Teras Malioboro News — Pariwisata di Bali telah menjadi sektor penting bagi masyarakat setempat. Namun, maraknya kunjungan turis juga membawa dampak negatif, salah satunya adalah pelibatan anak-anak dalam pariwisata yang berujung pada Child Sex Tourism (CST). Dalam beberapa kasus, CST bahkan mengarah pada praktik pedofilia dan pelecehan anak di bawah umur.

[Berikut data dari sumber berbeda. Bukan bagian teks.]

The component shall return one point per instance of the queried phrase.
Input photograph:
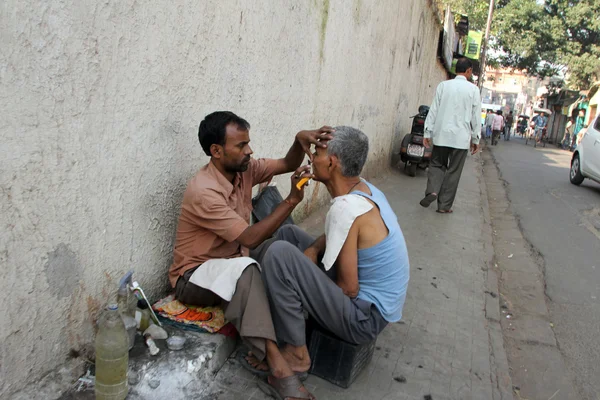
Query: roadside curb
(537, 367)
(500, 374)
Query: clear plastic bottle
(112, 356)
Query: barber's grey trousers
(248, 309)
(295, 284)
(445, 170)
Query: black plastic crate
(337, 361)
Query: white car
(586, 157)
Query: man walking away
(488, 124)
(509, 121)
(497, 127)
(452, 126)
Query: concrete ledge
(179, 374)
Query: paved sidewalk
(445, 346)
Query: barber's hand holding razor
(297, 194)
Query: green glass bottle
(112, 356)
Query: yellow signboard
(473, 45)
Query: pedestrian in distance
(452, 127)
(510, 119)
(497, 127)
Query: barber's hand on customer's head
(296, 195)
(317, 137)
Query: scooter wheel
(412, 169)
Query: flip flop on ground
(285, 388)
(263, 373)
(428, 199)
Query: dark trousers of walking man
(445, 170)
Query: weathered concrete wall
(100, 103)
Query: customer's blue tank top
(383, 270)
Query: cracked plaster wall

Berangkat dari masalah ini,  4  mahasiswa Universitas Gadjah Mada (UGM) dari berbagai disiplin ilmu tergabung dalam Tim Program Kreativitas Mahasiswa bidang Riset Sosial Humaniora (PKM-RSH) untuk melakukan penelitian mendalam mengenai CST di Bali. Tim yang terdiri dari I Ketut Aditya Prayoga (Pariwisata), Adit Surya (Hukum), Putu Daryatti (Psikologi), dan Ni Luh Feby Riveranika (Sosiologi) ini meneliti faktor penyebab dan dampak CST serta langkah protektif yang dapat dilakukan.

Dibimbing oleh Dr. Fahmi Prihantoro, S.S., M.A., penelitian ini mengungkapkan adanya 3 bentuk viktimisasi CST yang dialami anak-anak yaitu : viktimisasi pedofil, perdagangan orang, dan keterlibatan dalam aplikasi medsos. Viktimisasi ini disebabkan oleh faktor gaya hidup, kurangnya pengawasan, dan rutinitas anak-anak yang sering berinteraksi dengan turis.

Baca Juga : Senator Hafidh Asrom : Pengelolaan Pariwisata Harus Libatkan Masyarakat

Ketut Aditya Prayoga menjelaskan,  dalam proses viktimisasi, pihaknya  menemukan bahwa anak-anak menjadi korban melalui informasi yang mereka dapatkan hingga akhirnya terjerumus dalam tindak pidana perdagangan orang. Sementara itu, peran orang tua dalam melindungi anak-anak mereka juga masih sangat minim.

“Anak-anak diberi akses ponsel sejak dini, sehingga mereka bebas mengakses informasi yang seharusnya belum mereka ketahui,” ungkap kepada sejumlah awak media, belum lama ini.

Meski sudah ada undang-undang perlindungan anak di Indonesia, Aditya  menilai penegakan hukum masih lemah.  Sebab, eksploitasi seks ini bersifat aduan. Jika tidak ada yang melapor, pemerintah tidak akan mengetahuinya,

Dalam penelitian yang berlangsung selama  4  bulan, tim  yang  bekerja sama dengan berbagai pihak, termasuk yayasan Gerasa Bali dan Lentera Anak Bali. Dalam penelitian ini mereka berhasil menemukan 3 orang penyintas CST yang kemudian menjadi  subjek utama penelitian.  Selain melakukan penelitian, tim PKM-RSH CST Bali juga berupaya memberikan edukasi kepada masyarakat tentang bahaya CST.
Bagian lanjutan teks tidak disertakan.